Two, the developing world needs to be engaged, not disenfranchised. Completion of the Doha round of trade liberalization is essential, as is compliance with new and rigorous standards of intellectual property protection – the residue of comparative advantage in the developed world.
Three, macro policies need to be realigned. The US must adopt a pro-saving policy – facing up to structural budget deficits and the pro-consumption biases of the tax code and a bubble-prone central bank; such an approach would tilt national saving to the upside – reducing the risk of increasingly contentious current-account and trade deficits. China, for its part, must deliver on the pro-consumption intent of its newly enacted 11th Five-Year Plan; that approach would reduce its excess saving and temper the destabilizing impacts of its trade and current account surpluses.

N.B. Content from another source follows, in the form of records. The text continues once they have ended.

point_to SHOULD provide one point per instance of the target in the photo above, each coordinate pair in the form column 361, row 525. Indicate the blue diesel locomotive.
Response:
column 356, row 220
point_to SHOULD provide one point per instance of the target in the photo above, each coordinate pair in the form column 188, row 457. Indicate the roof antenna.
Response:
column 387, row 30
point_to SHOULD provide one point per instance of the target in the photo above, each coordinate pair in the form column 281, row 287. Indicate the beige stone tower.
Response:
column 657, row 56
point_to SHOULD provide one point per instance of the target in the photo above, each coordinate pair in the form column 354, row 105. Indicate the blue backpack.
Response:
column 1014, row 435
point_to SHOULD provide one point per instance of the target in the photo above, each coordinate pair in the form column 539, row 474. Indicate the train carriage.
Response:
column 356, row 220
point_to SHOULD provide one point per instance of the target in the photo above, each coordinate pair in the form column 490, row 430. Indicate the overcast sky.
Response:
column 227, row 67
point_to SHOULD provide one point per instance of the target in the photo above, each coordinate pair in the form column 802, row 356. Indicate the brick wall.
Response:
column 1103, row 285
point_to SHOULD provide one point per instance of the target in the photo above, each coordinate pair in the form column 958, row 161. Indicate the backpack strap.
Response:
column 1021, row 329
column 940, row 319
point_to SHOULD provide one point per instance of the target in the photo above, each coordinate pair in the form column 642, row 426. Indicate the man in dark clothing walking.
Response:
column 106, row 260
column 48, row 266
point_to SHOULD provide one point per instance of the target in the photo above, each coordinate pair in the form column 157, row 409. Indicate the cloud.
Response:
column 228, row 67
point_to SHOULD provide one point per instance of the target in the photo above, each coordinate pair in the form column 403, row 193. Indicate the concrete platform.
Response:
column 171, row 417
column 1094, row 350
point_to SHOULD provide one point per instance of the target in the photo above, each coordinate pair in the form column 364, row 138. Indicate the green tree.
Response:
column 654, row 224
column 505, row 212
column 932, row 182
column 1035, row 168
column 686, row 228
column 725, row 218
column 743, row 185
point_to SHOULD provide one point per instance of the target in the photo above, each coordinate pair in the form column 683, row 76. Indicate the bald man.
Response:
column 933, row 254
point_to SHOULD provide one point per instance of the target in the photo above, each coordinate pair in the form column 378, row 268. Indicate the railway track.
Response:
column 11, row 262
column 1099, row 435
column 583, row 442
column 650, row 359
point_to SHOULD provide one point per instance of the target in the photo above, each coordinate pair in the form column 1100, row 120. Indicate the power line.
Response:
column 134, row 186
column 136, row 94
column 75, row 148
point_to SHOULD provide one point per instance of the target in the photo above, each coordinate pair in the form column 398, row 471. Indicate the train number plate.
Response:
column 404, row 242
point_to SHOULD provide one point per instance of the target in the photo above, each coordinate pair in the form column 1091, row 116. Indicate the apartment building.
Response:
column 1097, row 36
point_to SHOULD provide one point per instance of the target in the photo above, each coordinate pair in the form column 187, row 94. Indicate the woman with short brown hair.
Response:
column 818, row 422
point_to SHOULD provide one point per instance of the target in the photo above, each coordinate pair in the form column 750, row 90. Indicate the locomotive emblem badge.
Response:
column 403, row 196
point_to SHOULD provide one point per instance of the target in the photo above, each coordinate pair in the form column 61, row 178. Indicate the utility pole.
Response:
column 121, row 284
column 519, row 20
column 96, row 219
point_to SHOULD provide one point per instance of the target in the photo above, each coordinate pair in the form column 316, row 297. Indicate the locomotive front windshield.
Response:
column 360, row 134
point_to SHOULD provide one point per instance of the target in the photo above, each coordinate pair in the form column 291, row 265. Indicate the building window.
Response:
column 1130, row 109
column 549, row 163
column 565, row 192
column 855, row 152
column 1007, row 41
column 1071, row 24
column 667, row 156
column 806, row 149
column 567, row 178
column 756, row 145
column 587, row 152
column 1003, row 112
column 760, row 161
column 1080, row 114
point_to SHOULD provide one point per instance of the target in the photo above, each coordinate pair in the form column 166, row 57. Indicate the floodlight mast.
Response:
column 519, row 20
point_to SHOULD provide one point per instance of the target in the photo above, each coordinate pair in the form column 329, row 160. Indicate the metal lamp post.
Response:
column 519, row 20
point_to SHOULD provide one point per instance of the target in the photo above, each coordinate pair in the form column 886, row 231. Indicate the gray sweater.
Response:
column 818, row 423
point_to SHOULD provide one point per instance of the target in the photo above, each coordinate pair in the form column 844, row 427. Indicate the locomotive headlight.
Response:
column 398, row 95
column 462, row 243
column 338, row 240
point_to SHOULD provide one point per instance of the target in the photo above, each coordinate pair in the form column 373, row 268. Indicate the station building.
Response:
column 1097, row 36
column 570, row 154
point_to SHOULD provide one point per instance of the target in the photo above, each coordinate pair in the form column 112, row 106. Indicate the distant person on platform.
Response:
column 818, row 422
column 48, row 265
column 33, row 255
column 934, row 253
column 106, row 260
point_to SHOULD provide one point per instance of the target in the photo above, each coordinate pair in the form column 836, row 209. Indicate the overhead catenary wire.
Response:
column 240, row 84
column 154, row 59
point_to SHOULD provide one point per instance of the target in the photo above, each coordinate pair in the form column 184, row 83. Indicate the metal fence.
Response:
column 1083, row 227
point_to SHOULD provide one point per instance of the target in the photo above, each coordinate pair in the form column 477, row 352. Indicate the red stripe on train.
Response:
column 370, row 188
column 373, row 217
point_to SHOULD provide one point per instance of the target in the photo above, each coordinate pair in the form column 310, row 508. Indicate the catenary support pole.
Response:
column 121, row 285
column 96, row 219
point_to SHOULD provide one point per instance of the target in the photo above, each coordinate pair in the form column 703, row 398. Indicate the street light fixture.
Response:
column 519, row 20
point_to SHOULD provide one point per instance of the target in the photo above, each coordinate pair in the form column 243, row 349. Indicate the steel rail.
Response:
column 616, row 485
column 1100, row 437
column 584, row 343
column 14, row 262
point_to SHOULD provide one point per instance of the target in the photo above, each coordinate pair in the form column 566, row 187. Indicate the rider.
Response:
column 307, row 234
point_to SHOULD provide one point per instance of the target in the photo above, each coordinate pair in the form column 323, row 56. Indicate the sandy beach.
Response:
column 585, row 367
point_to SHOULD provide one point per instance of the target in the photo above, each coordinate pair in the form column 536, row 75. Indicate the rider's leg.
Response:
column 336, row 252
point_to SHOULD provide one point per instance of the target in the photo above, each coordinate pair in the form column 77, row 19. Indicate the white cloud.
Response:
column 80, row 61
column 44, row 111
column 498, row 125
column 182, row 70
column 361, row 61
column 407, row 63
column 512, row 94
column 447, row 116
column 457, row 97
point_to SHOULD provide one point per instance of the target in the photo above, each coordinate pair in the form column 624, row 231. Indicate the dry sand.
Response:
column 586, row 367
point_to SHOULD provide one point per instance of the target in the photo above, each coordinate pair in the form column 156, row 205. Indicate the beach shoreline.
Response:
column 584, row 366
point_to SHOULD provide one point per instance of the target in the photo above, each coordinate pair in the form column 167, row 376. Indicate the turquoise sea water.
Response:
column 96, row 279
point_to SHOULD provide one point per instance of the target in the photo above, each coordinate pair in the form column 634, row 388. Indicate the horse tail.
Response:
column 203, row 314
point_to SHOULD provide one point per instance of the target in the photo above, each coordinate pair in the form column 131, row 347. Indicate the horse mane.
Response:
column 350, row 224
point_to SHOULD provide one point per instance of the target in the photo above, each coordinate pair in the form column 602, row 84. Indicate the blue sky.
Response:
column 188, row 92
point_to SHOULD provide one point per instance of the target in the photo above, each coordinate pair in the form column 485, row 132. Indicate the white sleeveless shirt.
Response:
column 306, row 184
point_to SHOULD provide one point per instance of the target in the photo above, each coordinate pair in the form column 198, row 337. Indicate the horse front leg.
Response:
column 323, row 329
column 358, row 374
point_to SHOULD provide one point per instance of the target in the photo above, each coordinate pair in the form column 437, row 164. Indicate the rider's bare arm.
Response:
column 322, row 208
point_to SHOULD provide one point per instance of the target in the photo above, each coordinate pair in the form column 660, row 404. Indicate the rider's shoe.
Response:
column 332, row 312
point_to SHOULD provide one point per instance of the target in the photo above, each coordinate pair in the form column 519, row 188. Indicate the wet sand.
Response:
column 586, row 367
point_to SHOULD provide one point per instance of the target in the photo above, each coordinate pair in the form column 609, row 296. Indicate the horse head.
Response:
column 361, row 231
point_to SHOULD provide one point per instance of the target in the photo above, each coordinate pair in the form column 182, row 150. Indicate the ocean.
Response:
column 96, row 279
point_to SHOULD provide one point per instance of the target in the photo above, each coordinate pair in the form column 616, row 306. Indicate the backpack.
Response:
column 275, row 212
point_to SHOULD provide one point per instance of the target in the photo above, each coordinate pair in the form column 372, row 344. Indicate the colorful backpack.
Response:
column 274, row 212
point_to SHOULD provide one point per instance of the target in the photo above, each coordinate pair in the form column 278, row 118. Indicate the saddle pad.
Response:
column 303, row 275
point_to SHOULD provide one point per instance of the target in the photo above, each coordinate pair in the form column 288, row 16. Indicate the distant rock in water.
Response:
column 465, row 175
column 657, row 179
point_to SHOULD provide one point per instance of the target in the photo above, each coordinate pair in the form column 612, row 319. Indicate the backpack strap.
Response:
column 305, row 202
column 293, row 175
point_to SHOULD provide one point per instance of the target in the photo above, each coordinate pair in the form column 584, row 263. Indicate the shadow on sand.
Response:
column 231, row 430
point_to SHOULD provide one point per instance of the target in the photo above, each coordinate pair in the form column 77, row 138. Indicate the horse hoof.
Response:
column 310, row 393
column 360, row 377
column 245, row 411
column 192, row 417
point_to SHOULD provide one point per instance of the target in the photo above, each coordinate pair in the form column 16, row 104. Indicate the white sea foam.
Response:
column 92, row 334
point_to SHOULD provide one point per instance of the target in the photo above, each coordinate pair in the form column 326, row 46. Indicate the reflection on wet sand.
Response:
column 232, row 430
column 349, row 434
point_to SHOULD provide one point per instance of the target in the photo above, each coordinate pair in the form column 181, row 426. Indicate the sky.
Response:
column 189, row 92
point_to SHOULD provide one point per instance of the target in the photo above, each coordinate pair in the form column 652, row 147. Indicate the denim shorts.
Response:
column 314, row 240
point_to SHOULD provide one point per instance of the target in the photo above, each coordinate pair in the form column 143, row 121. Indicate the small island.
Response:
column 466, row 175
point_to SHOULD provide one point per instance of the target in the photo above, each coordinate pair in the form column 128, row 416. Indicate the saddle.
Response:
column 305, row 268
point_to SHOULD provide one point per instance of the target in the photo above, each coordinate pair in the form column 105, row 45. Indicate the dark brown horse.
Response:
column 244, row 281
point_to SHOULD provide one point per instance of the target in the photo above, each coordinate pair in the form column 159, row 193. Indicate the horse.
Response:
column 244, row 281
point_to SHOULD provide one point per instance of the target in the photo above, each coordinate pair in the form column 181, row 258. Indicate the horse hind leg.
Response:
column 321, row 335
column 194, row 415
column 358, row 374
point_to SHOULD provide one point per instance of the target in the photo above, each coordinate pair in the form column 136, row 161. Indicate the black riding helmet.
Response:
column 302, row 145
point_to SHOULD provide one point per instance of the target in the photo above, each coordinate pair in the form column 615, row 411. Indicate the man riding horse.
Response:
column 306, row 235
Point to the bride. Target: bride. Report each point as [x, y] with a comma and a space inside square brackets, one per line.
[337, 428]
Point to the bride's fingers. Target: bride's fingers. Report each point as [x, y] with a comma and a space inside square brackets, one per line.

There’s nothing simple or painless about these suggestions. The cynic would say that’s the problem. The realist would say that’s the challenge. In that latter vein, I continue to be impressed by the newfound religion of the stewards of globalization. Since the late-April G-7 and IMF meetings, the IMF has moved ahead of schedule in putting its new multilateral surveillance and consultation framework into place. I also take heart in the recent actions of the world’s major central banks. In my view, they are finally taking dead aim on the excesses of the global liquidity cycle, which have become a breeding ground for global imbalances and trade frictions.
But the protectionists certainly haven’t run for cover. China bashing remains a real threat in Washington – underscored by misplaced perceptions of “fair value” for the bilateral exchange rate between the renminbi and the dollar. And I’m afraid on that ground, I take great issue with the broad consensus of my colleagues in the economics profession who continue to maintain that RMB revaluation is the silver bullet in this debate – that an economy with an “undervalued” currency is deserving of trade sanctions.
Currency valuation is an art – not a science. But in a global framework, fixation on bilateral cross rates makes little or no sense. The appropriate metric is the multilateral currency – and on this basis, it is important to stress that China’s broad real effective exchange rate has appreciated some 9% since December 2004 – well in excess of its 3% bilateral move against the dollar.
China certainly needs to be held accountable for its role in creating tensions over globalization – especially in the area of intellectual property piracy and in condoning an overheated investment sector that has spawned environmental risks and bottlenecks in many strategic materials markets. But, in my view, currency manipulation is a real “red herring” in this debate.
US-China trade tensions are a microcosm of what’s wrong with globalization. Neither side is facing up to the global ramifications of its economic aspirations. America’s excess consumption is placing an enormous burden on the rest of the world. China’s excess production is doing precisely the same. Painfully, history tells us that bilateral fixes cannot be imposed on a multilateral world. Economies that defend themselves on a bilateral basis ignore the darkest lessons of history at great peril.
Note: The above is taken from Mr. Roach’s remarks before the “Symposium on Building the Financial System of the 21st Century: An Agenda for China and the United States” sponsored by the China Development Research Foundation and Harvard Law School and held in Tianjin, China on June 23-25, 2006.